Statsd Exporter 如何跳过 prom 的指标检查
statsd exporter 中构造一些特殊的指标
statsd exporter 是 prometheus 官方提供的,将 statsd 指标转换成 prom 指标的 exporter。
statsd exporter 中,可以创建名字相同但 label 不同的同名指标。例如下面的这种序列,
qae_app_request_latencies_count{app="mrpink",role="web",task="default"} 1
qae_app_request_latencies_count{app="mrpink",itf="count_by_item",role="service",service_type="thrift",task="ThriftSvcInstance"} 1
我们用个简单例子来说明一下:
准备 statsd exporter 的配置文件
- exporter_config.yaml
defaults:
# 所有指标使用 glob 匹配的模式
match_type: glob
glob_disable_ordering: false
ttl: 5m #
mappings:
- match: "qae.*.web.*.req_time"
name: "qae_app_request_latencies"
match_metric_type: timer
timer_type: histogram
labels:
app: "$1"
role: "web"
task: "$2"
# labels 中的 $1, $2 等是从 match 中捕获的匹配组
- match: "qae.*.service.*.*.*.req_time"
name: "qae_app_request_latencies"
match_metric_type: timer
timer_type: histogram
labels:
app: "$1"
role: "service"
task: "$2"
itf: "$4"
service_type: "thrift"
# 其他不符合规范的指标都会被丢弃掉
- match: "."
match_type: regex
action: drop
name: "dropped"
启动 statsd exporter
在 statsd_exporter 的代码目录下执行 go build 命令,并启动它:
$ go build -o /tmp/exporter . && /tmp/exporter --statsd.mapping-config=exporter_config.yaml --log.level=debug
ts=2023-05-31T23:42:11.802Z caller=main.go:292 level=info msg="Starting StatsD -> Prometheus Exporter" version="(version=, branch=, revision=f40cab3899c8effd25a5daee6f69e30eea796a96-modified)"

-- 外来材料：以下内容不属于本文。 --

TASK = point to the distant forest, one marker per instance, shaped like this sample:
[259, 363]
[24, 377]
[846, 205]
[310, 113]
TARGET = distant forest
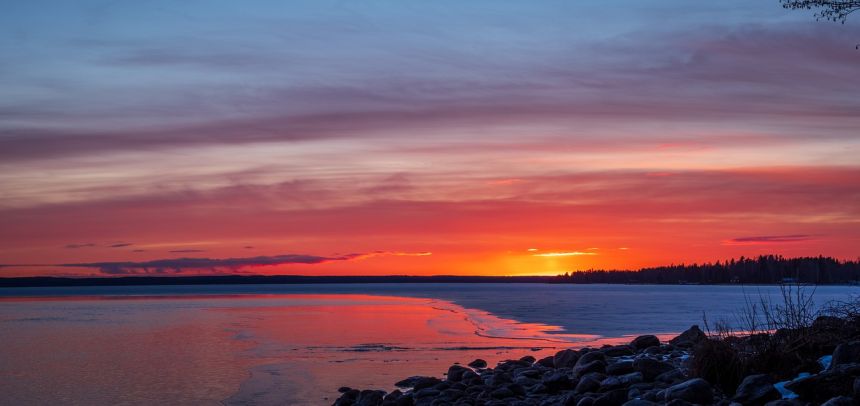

ts=2023-05-31T23:42:11.802Z caller=main.go:293 level=info msg="Build context" context="(go=go1.18.8, platform=linux/amd64, user=, date=, tags=unknown)"
ts=2023-05-31T23:42:11.803Z caller=main.go:342 level=info msg="Accepting StatsD Traffic" udp=:9125 tcp=:9125 unixgram=
ts=2023-05-31T23:42:11.803Z caller=main.go:343 level=info msg="Accepting Prometheus Requests" addr=:9102
# 可以看到,statsd server 运行在 9125 端口,prom server 运行在 9102 端口
使用 statsd client 向 statsd exporter 发送指标
- 发送指标的代码
package main
import (
"github.com/cactus/go-statsd-client/v5/statsd"
"log"
"time"
)
func sendMetrics(client statsd.Statter) {
err := client.TimingDuration("web.default.req_time", time.Millisecond*500, 1)
if err != nil {
log.Fatalln(err)
}
err = client.TimingDuration("service.ThriftSvcInstance.ThriftSvcInstance.count_by_item.req_time", time.Millisecond*300, 1)
if err != nil {
log.Fatalln(err)
}
}
func main() {
config := &statsd.ClientConfig{
Address: "127.0.0.1:9125",
Prefix: "qae.mrpink",
}
client, err := statsd.NewClientWithConfig(config)
if err != nil {
log.Fatal(err)
}
defer client.Close()
sendMetrics(client)
}
执行上述代码,就会向 statsd exporter 发送两个 timer 指标
qae.mrpink.web.default.req_time:500|ms
qae.mrpink.service.ThriftSvcInstance.ThriftSvcInstance.count_by_item.req_time:300|ms
检查 statsd exporter 的 prom 指标
$ curl -s localhost:9102/metrics | rg qae_app_request_latencies_count
qae_app_request_latencies_count{app="mrpink",role="web",task="default"} 1
qae_app_request_latencies_count{app="mrpink",itf="count_by_item",role="service",service_type="thrift",task="ThriftSvcInstance"} 1
可以看到,statsd exporter 中存储了两个同名的指标序列 qae_app_request_latencies_count
, 但是他们的 label 却不同。
使用 prometheus client_golang 构造同样的指标就会报错
如果我们想要使用 prometheus 提供的的官方客户端 client_golang, 发送同样的指标,就会遇到错误
package main
import (
"github.com/prometheus/client_golang/prometheus"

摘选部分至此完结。